CMS (Centers for Medicare & Medicaid Services)

The Centers for Medicare & Medicaid Services (CMS) is the federal agency within the Department of Health and Human Services that administers Medicare, Medicaid, and the Children's Health Insurance Program. For home health agencies, CMS sets the Conditions of Participation, payment policy under the Home Health Prospective Payment System, OASIS and quality reporting requirements, and program integrity rules. Nearly every operational requirement in a Medicare-certified agency traces back to CMS.

What CMS controls in home health

CMS defines both sides of the home health business: how agencies must operate and how they get paid. On the operations side, CMS writes the Conditions of Participation at 42 CFR Part 484 and oversees the survey process that enforces them. On the payment side, CMS runs the Home Health Prospective Payment System, which since January 2020 uses the Patient-Driven Groupings Model (PDGM) with 30-day payment periods. CMS also owns the OASIS data set and the iQIES submission system, the expanded Home Health Value-Based Purchasing (HHVBP) model, public reporting on Care Compare, and medical review programs such as Targeted Probe and Educate (TPE) and the Review Choice Demonstration (RCD).

How CMS policy reaches your agency

CMS policy flows through several channels. Each year CMS publishes a proposed Home Health PPS rule, usually in early summer, and a final rule in the fall that sets the next calendar year's payment rates, case-mix weights, and LUPA thresholds. Standing policy lives in the manuals, especially the Medicare Benefit Policy Manual, Chapter 7, for coverage rules and the Medicare Claims Processing Manual, Chapter 10, for billing. Day-to-day claim decisions come from Medicare Administrative Contractors (MACs), the private contractors CMS pays to process claims and conduct medical review. Survey enforcement runs through state survey agencies and CMS-approved accrediting organizations.

CMS programs every home health operator should track

A handful of CMS programs drive most of an agency's regulatory and financial exposure:

  • The annual Home Health PPS rule: the CY2026 final rule cut aggregate payments an estimated 1.3 percent versus CY2025
  • Expanded HHVBP, which adjusts Medicare fee-for-service payments up or down by as much as 5 percent based on quality performance
  • OASIS-based quality reporting, submitted through iQIES
  • Care Compare star ratings, which referral sources and payers see
  • Medical review programs, including TPE and RCD in participating states

Assign an owner for each so rule changes get translated into workflow changes.

Working with CMS in practice

Most agencies never interact with CMS headquarters directly. Enrollment and revalidation run through PECOS, claims and appeals run through the MAC, and survey issues run through the state agency or accreditor. Where agencies can influence CMS is the annual rulemaking cycle: proposed rules carry a 60-day comment period, and industry comments have shaped final policies, including phase-ins of payment adjustments. Operationally, put the proposed rule (summer) and final rule (fall) on the calendar every year, and reconcile your fee schedules, LUPA thresholds, and case-mix weights against the final rule before January 1.

Frequently asked questions

Does CMS survey home health agencies itself?

Rarely. CMS delegates routine surveys to state survey agencies and to accrediting organizations with deeming authority (ACHC, CHAP, and The Joint Commission). CMS retains authority over enforcement decisions, such as termination and alternative sanctions, and can conduct validation reviews.

What is the difference between CMS and my MAC?
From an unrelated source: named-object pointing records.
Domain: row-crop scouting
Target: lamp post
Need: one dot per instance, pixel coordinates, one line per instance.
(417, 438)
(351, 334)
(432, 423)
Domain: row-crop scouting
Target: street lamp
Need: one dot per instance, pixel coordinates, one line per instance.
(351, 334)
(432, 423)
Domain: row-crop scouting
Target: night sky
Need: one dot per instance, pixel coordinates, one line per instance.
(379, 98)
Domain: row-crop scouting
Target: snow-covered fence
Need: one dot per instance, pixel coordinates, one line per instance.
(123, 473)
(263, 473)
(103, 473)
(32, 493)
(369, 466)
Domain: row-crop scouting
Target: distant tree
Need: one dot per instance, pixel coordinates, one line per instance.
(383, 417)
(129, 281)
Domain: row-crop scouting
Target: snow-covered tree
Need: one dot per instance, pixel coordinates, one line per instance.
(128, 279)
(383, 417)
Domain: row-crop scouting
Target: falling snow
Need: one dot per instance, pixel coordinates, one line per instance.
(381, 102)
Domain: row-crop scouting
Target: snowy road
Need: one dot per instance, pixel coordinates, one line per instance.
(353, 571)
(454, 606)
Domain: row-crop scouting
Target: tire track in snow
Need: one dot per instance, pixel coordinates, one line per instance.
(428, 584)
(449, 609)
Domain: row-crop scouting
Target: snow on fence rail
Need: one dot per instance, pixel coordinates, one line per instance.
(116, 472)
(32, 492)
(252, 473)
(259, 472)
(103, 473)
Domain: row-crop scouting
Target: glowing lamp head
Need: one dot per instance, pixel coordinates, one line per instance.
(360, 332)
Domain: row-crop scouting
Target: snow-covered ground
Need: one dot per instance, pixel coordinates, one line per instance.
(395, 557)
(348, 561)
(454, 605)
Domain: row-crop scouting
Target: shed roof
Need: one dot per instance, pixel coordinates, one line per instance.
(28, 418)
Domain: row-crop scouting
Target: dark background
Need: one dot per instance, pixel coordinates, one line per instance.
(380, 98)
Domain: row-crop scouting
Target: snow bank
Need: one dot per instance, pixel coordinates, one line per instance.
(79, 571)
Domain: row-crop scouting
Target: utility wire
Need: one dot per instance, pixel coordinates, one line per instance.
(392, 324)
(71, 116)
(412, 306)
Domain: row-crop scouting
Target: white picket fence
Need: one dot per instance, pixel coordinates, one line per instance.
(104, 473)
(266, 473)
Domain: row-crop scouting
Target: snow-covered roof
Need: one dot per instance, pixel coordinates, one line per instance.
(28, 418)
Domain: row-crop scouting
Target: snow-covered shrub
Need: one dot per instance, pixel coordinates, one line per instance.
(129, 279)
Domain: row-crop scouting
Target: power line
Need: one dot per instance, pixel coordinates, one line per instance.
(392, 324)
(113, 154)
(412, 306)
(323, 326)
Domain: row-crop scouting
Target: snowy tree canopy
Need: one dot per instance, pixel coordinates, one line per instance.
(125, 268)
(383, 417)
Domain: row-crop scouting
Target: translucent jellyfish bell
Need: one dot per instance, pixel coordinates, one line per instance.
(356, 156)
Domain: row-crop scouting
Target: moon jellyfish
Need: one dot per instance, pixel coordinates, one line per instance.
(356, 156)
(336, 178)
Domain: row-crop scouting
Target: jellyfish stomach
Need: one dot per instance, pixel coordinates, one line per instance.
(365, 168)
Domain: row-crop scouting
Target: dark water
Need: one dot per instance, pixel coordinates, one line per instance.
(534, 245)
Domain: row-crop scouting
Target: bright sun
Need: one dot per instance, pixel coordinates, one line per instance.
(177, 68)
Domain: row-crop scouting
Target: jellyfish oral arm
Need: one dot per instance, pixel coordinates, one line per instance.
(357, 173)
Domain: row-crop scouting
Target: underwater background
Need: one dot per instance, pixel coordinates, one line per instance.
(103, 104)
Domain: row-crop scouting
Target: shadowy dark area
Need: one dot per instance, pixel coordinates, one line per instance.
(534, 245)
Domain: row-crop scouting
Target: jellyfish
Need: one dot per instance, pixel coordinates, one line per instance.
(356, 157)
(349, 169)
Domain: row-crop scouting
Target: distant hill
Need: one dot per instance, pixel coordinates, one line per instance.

CMS writes the rules; the Medicare Administrative Contractor operationalizes them. MACs process claims, pay or deny them, run medical review, and answer provider inquiries for their jurisdiction. When you appeal a denial or submit a Notice of Admission, you are working with your MAC, not CMS directly.

How does CMS update home health payment rates?

Through annual notice-and-comment rulemaking. The Home Health PPS proposed rule comes out around June or July, and the final rule lands around late October or November with rates effective January 1. The rule also updates case-mix weights, LUPA thresholds, wage indexes, and quality program requirements.